The way around this is to figure out a rule by which each child can "pick" a unique parent, and then arrange things so that parents only generate the children for which they would be the "picked" parent. E.g. we could say that a child should pick as its unique parent the parent that, among all the parents that could generate it, is lexicographically largest when its elements are listed in increasing order. (You could also pick the lexicographically smallest, but the largest turns out to be more computationally efficient.) For the example multiset {4, 8}, the two parents that could generate it are {5, 8} and {4, 9}; of these, {5, 8} is lexicographically larger, so we will pick it as the parent.

But during DFS we generate children from parents and not the other way round, so we still need to transform this rule for "picking a parent" into something that tells us, when we are at a node that is potentially the parent of some other node, whether it is in fact the "picked" parent for that child. To do this, consider all the potential parents of some child node v. First of all, how many are there? If v has r distinct digits that are less than the maximum digit value then there are r possible parents, each equal to v, but having 1 different digit larger by 1.

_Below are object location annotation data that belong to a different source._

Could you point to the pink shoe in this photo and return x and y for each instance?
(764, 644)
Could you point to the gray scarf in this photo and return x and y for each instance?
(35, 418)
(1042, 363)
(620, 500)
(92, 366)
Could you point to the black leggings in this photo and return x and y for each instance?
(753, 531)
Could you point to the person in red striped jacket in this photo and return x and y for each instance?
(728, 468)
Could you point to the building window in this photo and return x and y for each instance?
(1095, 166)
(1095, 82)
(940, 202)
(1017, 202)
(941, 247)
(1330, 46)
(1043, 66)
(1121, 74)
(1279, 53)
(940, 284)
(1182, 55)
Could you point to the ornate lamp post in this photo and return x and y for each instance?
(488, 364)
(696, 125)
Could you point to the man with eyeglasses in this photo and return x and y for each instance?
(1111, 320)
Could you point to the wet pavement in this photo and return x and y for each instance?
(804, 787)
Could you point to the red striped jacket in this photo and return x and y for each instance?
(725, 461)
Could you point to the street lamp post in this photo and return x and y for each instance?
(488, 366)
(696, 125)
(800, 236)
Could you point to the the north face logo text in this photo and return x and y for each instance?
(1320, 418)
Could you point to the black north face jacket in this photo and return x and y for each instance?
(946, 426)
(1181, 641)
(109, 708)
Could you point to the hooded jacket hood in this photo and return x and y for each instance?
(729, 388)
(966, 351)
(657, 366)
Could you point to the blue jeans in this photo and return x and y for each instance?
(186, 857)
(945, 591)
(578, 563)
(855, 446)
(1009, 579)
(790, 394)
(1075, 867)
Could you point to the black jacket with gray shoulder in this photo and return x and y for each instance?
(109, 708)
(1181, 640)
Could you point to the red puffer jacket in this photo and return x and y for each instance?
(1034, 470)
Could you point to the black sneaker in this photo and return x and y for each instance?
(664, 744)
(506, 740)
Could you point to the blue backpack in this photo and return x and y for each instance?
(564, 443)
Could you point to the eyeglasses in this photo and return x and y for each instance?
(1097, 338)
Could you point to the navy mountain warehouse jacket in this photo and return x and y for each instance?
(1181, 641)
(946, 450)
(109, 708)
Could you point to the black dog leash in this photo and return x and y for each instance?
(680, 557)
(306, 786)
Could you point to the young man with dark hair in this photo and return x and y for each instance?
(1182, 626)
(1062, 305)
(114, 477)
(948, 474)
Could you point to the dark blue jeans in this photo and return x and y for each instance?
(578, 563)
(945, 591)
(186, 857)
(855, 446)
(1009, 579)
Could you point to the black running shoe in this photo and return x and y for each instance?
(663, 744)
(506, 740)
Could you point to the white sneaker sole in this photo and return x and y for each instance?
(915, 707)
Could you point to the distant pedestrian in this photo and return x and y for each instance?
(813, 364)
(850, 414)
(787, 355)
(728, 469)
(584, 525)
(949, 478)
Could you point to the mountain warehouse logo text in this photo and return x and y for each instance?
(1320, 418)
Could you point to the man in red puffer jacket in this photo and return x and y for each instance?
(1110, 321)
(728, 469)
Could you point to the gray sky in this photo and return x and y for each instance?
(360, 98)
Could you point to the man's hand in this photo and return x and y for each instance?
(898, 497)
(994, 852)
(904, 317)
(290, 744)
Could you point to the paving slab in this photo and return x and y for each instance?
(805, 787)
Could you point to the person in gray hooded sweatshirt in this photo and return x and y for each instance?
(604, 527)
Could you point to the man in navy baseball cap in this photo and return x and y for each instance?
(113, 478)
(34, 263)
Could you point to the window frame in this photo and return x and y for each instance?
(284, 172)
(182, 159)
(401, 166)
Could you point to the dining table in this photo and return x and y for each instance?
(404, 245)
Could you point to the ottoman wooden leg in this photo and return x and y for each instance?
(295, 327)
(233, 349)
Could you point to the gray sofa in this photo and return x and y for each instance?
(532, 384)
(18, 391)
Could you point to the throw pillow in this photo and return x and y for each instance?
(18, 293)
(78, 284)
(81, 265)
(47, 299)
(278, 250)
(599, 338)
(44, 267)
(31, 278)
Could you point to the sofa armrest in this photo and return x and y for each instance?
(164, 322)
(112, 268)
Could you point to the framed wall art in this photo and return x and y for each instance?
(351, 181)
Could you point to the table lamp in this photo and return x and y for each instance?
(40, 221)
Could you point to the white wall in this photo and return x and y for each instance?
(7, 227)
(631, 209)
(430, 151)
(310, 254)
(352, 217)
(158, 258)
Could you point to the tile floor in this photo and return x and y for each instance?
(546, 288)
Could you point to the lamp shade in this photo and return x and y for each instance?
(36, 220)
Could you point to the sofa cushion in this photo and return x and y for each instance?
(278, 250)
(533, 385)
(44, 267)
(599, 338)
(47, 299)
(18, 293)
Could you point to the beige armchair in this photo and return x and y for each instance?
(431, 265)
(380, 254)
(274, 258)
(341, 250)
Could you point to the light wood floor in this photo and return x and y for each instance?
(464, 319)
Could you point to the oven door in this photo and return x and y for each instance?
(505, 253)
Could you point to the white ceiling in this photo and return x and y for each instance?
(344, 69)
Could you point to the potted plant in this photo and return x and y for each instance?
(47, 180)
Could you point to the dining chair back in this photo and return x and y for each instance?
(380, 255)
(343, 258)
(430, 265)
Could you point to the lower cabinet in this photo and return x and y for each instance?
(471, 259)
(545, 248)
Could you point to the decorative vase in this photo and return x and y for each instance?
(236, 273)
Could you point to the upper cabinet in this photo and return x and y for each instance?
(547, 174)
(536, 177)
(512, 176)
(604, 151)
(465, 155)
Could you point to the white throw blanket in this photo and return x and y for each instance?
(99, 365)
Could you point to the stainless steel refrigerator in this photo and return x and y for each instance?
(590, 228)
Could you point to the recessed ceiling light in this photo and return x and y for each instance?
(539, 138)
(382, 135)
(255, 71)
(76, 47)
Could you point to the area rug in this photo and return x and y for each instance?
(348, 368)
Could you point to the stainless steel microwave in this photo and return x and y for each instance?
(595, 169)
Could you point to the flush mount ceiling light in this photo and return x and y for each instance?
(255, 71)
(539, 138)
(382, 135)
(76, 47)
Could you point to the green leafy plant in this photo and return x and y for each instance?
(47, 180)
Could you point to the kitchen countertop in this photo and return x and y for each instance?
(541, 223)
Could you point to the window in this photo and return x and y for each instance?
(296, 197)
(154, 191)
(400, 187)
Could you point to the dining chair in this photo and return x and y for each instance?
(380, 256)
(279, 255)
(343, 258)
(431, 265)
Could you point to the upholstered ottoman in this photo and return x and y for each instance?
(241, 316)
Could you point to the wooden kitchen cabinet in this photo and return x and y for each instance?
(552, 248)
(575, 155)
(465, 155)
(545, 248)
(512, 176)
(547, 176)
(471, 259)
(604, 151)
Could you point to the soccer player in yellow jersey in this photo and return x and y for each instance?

Suppose that the lowest digit in v is d, and that there are k >= 1 copies of it. Among the r potential parents of v, all of them will have k copies of d as well -- except for one parent, u, that will have k-1 copies, because in this parent it was the digit d+1 that had to decrease by 1 to d (thereby increasing the number of copies of d from k-1 to k) to produce v. Now if we write out the r potential parents of v with their digits in increasing order, notice that all of them except for u will begin with k copies of d, while u begins with k-1 (which is possibly 0) copies of d followed by (at least 1 copy of) d+1. Thus u is lexicographically larger than all the other r-1 potential parents of v.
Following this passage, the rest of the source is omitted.